Вдруг снова вмешалась Аночка, но уже не с наивной и осуждающей строгостью, а в каком-то ликовании нечаянно сделанного открытия.
- А правда, Александр Владимирович, вы все это говорите не потому, что так думаете, а почему-то еще?
- То есть что - все это? - переспросил он, сердито помигав на нее.
- Вы, пожалуйста, не сердитесь. Но вы смеялись над вашим фармацевтом. А вам ведь приятно, что он так верит в ваше искусство, такое придает значение вашему слову, что вот вы только напишите, и сразу будут дворы чистить и, может, во дворах совсем по-особенному жить начнут. И ведь правда, сколько бы ваше слово жизней сохранило бы... ну, сколько бы людей больше не заражалось и не умирало. Если бы вы взяли и написали. Правда ведь? Вы сами знаете, что правда.
У нее залучились глаза, словно от умиления, что она все так просто и легко разобрала.

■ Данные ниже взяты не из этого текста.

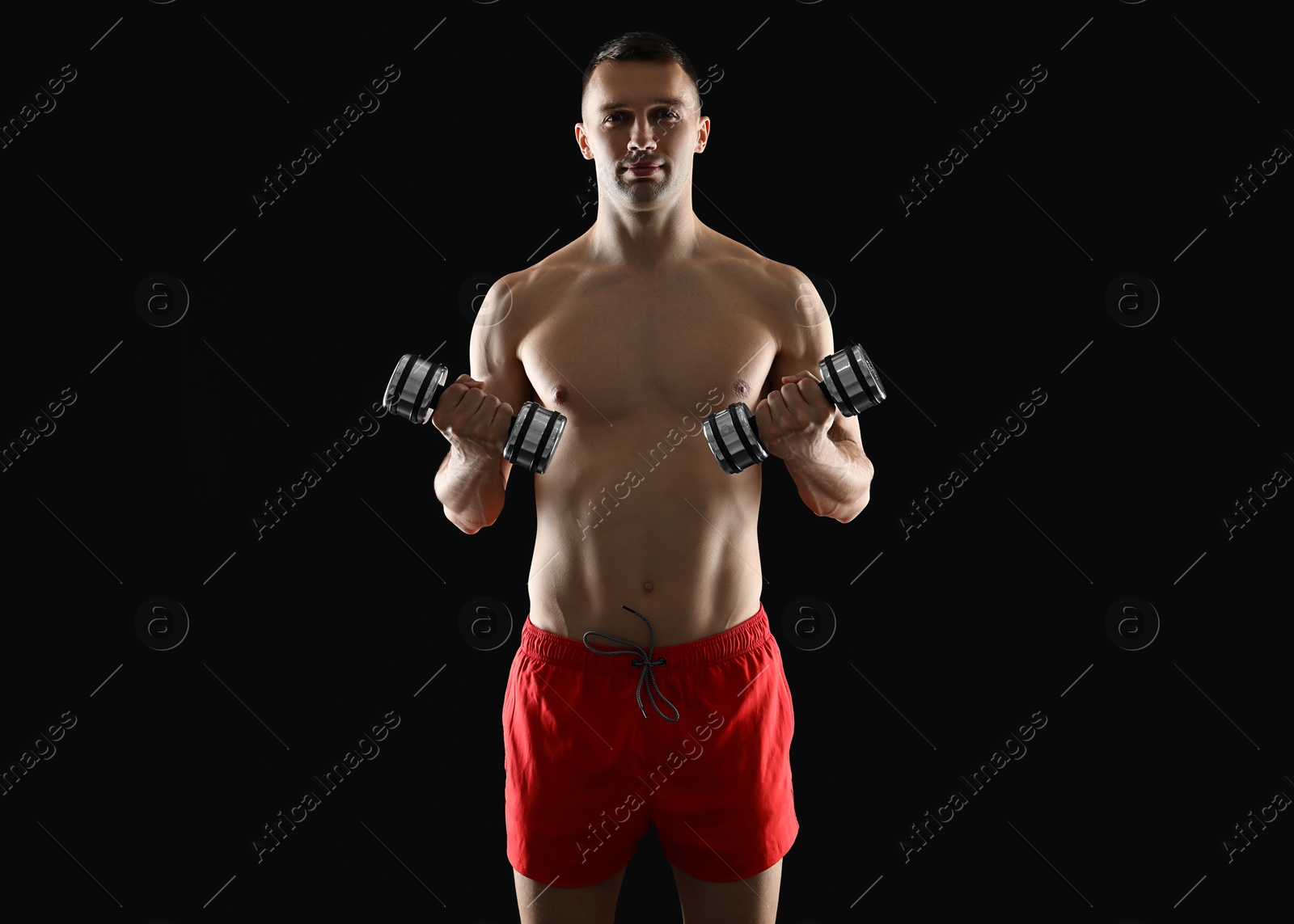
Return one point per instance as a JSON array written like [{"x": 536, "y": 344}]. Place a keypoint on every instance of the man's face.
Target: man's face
[{"x": 642, "y": 113}]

- Бедный Саша, тебя исклевали, - засмеялась Анастасия Германовна.
Он передернул плечами.
- Не считаете же вы серьезно, милая барышня, что с помощью стихов можно поднимать колокола на колокольню? Мы говорим об одном и том же, но думаем разное.
- Я и прошу вас сказать, что вы думаете об идее Егора Павловича.
- Прежде всего я думаю, не надо из меня делать подсудимого. Я возражаю не против слов, и даже не против мыслей. Но события слишком распалили вашу фантазию. И я против состояния, в котором вы находитесь.